Last month, Lauren Skena, manager of strategy & e-marketing at National Geographic, spoke on a panel at the Authentication and Online Trust Alliance (AOTA) conference, an e-mail event dedicated to looking at best practices. At the show, AOTA ran its first annual Email Deliverability & Trust Academy workshop, where it employed its first Email Competency Test.
Amazon.com, Apple, Microsoft and Publishers Clearing House are among the brands that participated in the exam, which looked at how to conduct an e-mail campaign that focuses on consumer protection, privacy and trust. Of those that participated, 63% passed. (Passing score was measured at 85% or more).
National Geographic didn’t participate, because Skena was on the panel. However, she did take the time to talk to DMNews about trust and delivery.
Q: How does National Geographic use e-mail?
A: We send out 25 different newsletters ranging from editorial content to promotions for our store to alerts about new TV shows and films. Some subscribers get only one e-mail and some 15, so it is important for us to pay attention to our preference centers.
Q: How do you establish trust with your customers?
A: We let consumers control their own preferences and we adhere to these as best we can. We are sending them what they requested and we are very straightforward about it. If a consumer signs up to receive an e-mail, the brand sends an introduction e-mail to a subscriber to tell them what to expect — the kind of content, the regularity and so on. By telling them that we are sending them what they requested, that leads to great trust.
Q: How do you make sure that you are following your customers’ preferences?
A: It’s important for us to follow our customers’ preferences. We work with Epsilon for our e-mail marketing, Return Path for deliverability monitoring and we send Goodmail CertifiedEmail.
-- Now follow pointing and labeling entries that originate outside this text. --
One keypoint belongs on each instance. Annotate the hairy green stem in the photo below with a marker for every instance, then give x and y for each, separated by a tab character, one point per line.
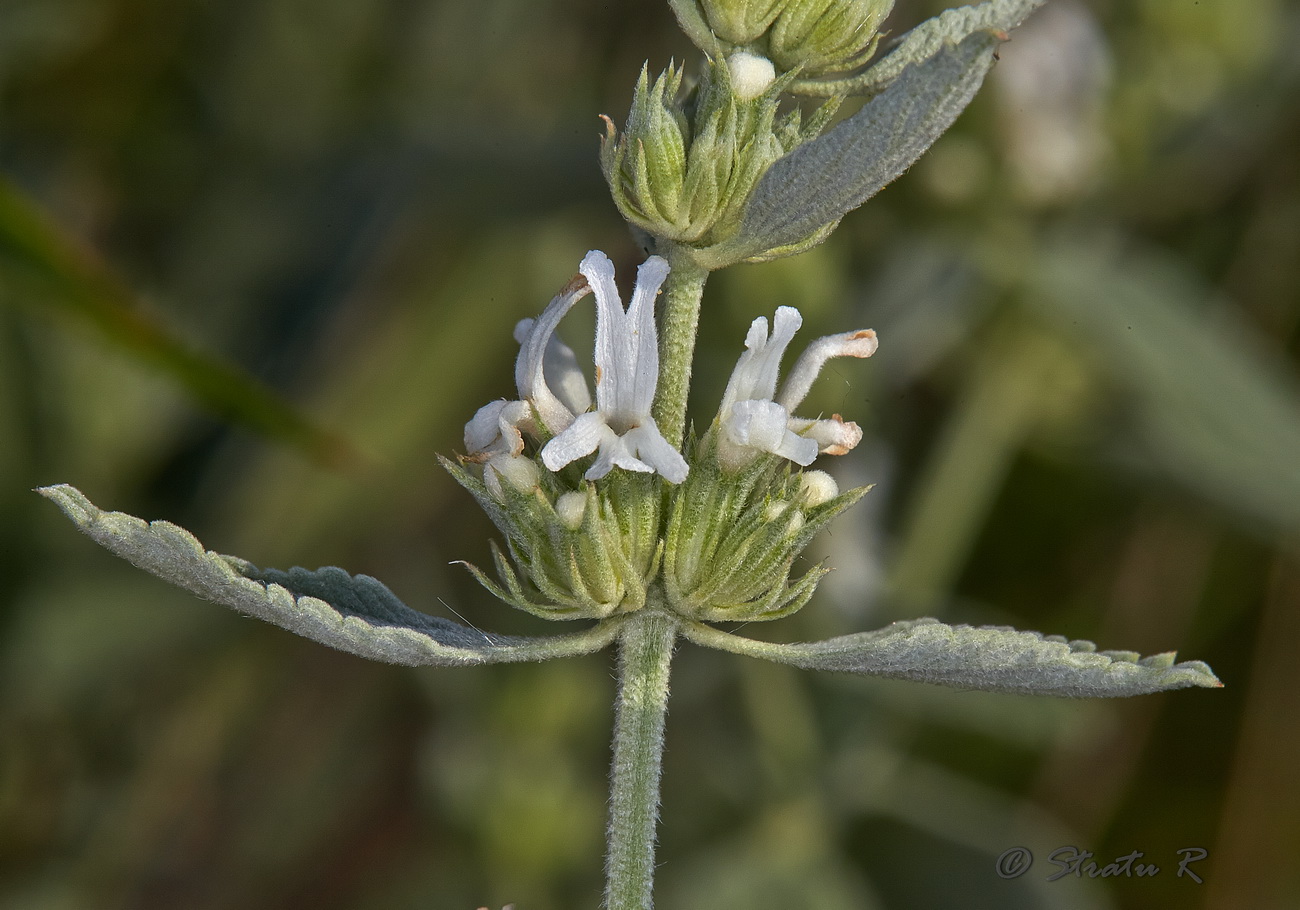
645	654
681	293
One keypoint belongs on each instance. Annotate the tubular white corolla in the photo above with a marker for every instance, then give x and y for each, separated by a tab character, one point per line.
753	417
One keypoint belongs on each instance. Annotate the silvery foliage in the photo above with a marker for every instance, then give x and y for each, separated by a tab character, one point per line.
359	615
915	91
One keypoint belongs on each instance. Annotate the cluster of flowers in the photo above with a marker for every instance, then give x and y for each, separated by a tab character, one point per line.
594	501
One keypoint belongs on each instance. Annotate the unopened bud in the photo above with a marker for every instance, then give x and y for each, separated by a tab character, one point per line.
817	488
752	74
519	472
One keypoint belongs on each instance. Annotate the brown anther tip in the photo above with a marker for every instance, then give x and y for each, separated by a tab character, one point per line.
575	284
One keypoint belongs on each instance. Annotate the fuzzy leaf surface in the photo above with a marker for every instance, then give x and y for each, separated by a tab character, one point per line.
354	614
919	90
984	658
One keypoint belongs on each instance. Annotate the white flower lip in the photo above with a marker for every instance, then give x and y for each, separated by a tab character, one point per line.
627	372
753	417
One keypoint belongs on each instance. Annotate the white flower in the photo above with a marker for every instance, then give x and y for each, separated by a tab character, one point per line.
544	360
627	371
754	419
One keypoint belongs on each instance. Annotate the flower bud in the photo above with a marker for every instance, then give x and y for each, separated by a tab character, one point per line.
740	21
520	472
817	488
688	178
826	37
750	74
733	537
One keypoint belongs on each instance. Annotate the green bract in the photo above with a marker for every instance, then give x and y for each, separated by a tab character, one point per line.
611	511
811	38
684	168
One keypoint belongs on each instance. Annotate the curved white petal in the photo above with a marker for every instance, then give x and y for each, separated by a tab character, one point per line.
583	437
832	437
761	425
648	443
559	367
754	376
495	428
531	365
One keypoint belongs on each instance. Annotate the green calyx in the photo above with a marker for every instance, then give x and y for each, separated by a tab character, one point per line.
723	547
685	165
576	549
733	536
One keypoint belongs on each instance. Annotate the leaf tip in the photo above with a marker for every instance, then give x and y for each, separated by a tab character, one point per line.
72	501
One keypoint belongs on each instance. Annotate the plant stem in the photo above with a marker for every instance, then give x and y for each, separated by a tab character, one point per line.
645	654
681	294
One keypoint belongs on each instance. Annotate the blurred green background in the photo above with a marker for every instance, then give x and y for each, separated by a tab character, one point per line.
259	263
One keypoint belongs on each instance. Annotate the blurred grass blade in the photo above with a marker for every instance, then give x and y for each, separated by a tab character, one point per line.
984	658
354	614
43	267
1213	407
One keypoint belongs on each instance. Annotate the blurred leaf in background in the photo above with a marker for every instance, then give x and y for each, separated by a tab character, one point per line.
1087	421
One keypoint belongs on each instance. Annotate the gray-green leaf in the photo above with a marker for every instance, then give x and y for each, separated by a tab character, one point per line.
354	614
820	181
949	27
987	658
921	89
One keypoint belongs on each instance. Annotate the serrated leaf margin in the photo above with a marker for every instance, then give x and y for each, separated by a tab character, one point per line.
354	614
All of these combined lead to good deliverability and help ensure that we’re mailing to those that want to receive it.
Q: How do you measure consumer trust?
A: Measuring trust is a challenge, but we have a few ways to do it. We look at ISP complaint rates, opt-out rates and the fluctuation in click-through rates. We also look at the length a person has been on file and what their activity is.
Q: How does your e-mail team work with the overall marketing department in your organization?
A: We don’t allow our group to [just] go out and mail who they’d like to mail. We insist that the product groups test new promotions to see how the subscribers respond.